My pig script is as follows:
REGISTER udf.jar;
register 'userdef.py' using jython as parser;
A = LOAD 'test_data' USING PigStorage() AS row:chararray;
C = FOREACH A GENERATE myTOKENIZE.test();
DUMP D;
udf.jar looks like:
udf/myTOKENIZE.class
myTOKENIZE.java imports org.apache.pig.* ande extends EvalFunc. the test method just returns a Hello world String.
The problem that I am having is that when I try to call the method test() of class myTOKENIZE I get Error 1070: ERROR 1070: Could not resolve myTOKENIZE.test using imports: [, java.lang., org.apache.pig.builtin., org.apache.pig.impl.builtin.] Thoughts?
As your UDF extends EvalFunc
there should me a method called exec()
in the class myTOKENIZE
.
Your pig code would then look as follows:
C = FOREACH A GENERATE udf.myTOKENIZE(*);
Please read http://pig.apache.org/docs/r0.7.0/udf.html#How+to+Write+a+Simple+Eval+Function
Hope that helps.
So is myTOKENIZE in the package udf?
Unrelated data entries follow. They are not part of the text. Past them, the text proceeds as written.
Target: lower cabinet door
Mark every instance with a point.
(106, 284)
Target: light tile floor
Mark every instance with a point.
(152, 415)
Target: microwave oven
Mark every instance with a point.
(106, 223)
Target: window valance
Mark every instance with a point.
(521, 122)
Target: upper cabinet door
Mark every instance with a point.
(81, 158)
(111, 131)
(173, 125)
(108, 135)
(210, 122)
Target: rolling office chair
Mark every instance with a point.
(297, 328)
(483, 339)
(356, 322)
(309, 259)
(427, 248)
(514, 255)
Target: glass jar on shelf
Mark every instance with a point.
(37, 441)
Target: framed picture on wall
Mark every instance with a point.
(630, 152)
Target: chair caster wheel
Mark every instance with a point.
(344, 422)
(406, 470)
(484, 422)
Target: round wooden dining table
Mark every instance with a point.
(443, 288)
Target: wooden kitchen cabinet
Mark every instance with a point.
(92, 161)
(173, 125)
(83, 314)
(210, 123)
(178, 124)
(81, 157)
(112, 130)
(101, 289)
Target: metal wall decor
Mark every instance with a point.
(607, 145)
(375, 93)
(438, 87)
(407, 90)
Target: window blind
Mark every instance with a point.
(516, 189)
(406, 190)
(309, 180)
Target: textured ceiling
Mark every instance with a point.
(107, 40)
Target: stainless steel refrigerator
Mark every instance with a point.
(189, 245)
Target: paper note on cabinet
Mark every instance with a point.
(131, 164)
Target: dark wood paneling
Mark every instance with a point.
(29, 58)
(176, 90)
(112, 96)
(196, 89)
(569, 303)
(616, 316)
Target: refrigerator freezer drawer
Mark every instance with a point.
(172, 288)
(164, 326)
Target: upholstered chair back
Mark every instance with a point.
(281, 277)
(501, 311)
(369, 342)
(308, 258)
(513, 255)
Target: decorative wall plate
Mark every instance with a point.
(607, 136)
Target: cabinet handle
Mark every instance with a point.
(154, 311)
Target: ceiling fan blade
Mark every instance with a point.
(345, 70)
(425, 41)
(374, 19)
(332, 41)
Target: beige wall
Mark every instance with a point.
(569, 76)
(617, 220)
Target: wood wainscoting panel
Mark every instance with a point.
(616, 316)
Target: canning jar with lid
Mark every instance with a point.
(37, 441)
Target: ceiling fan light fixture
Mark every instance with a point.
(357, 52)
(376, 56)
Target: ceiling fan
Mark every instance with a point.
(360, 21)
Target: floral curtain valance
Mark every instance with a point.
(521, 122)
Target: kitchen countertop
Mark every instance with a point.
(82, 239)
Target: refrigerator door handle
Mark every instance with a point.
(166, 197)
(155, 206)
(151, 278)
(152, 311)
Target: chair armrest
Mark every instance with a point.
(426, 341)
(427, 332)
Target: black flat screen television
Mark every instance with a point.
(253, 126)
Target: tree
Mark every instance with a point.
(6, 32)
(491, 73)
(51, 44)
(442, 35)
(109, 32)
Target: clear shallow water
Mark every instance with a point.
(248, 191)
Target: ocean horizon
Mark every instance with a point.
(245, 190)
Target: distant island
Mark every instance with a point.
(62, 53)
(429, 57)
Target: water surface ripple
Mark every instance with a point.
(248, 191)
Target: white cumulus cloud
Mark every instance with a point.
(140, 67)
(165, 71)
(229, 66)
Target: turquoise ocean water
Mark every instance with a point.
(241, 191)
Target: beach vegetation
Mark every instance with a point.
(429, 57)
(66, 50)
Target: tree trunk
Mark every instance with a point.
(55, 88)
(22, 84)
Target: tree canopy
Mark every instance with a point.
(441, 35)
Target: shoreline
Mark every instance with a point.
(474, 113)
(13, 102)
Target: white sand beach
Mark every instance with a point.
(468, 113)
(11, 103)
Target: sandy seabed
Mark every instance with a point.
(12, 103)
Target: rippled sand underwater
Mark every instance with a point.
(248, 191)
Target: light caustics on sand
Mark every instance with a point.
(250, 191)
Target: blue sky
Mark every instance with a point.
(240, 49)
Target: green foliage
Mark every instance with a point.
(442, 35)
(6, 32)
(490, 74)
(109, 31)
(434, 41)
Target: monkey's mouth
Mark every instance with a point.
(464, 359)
In that case you'd need
C = FOREACH A GENERATE udf.myTOKENIZE.test();
After waaaaay too much time (and coffee) and a bunch a trial and error, I figured out my issue.
Important note: For some jar myudfs.jar, the classes contained within must have package defined as myudfs.
The corrected code is as follows:
REGISTER myudfs.jar;
register 'userdef.py' using jython as parser;
A = LOAD 'test_data' USING PigStorage() AS row:chararray;
C = FOREACH A GENERATE myudfs.myTOKENIZE('');
DUMP C;
myTOKENIZE.java:
package myudfs;
import java.io.IOException;
import org.apache.pig.EvalFunc;
import org.apache.pig.data.Tuple;
import org.apache.pig.impl.util.WrappedIOException;
public class myTOKENIZE extends EvalFunc (String)
{
public String exec(Tuple input) throws IOException {
if (input == null || input.size() == 0)
return null;
try{
String str = (String)input.get(0);
return str.toUpperCase();
}catch(Exception e){
throw WrappedIOException.wrap("Caught exception processing input row ", e);
}
}
}
the structure of myudfs.jar:
myudfs/myTOKENIZE.class
Hopefully this proves useful to someone else with similar issues!
This is very late but I think the solution is that while using the udf in your pig you have to give fully qualified path of the class with your package name.
package com.evalfunc.udf
; and Power is my class name as
public class Power extends EvalFunc<Integer> {....}
Then while using it in pig first register the jar file in pig and then use the udf with full package name like:
record = LOAD '/user/fsbappdev/maitytest/pig/pigudf/power_data' USING PigStorage(',');
pow_result = foreach record generate com.evalfunc.udf.Power(base,exponent);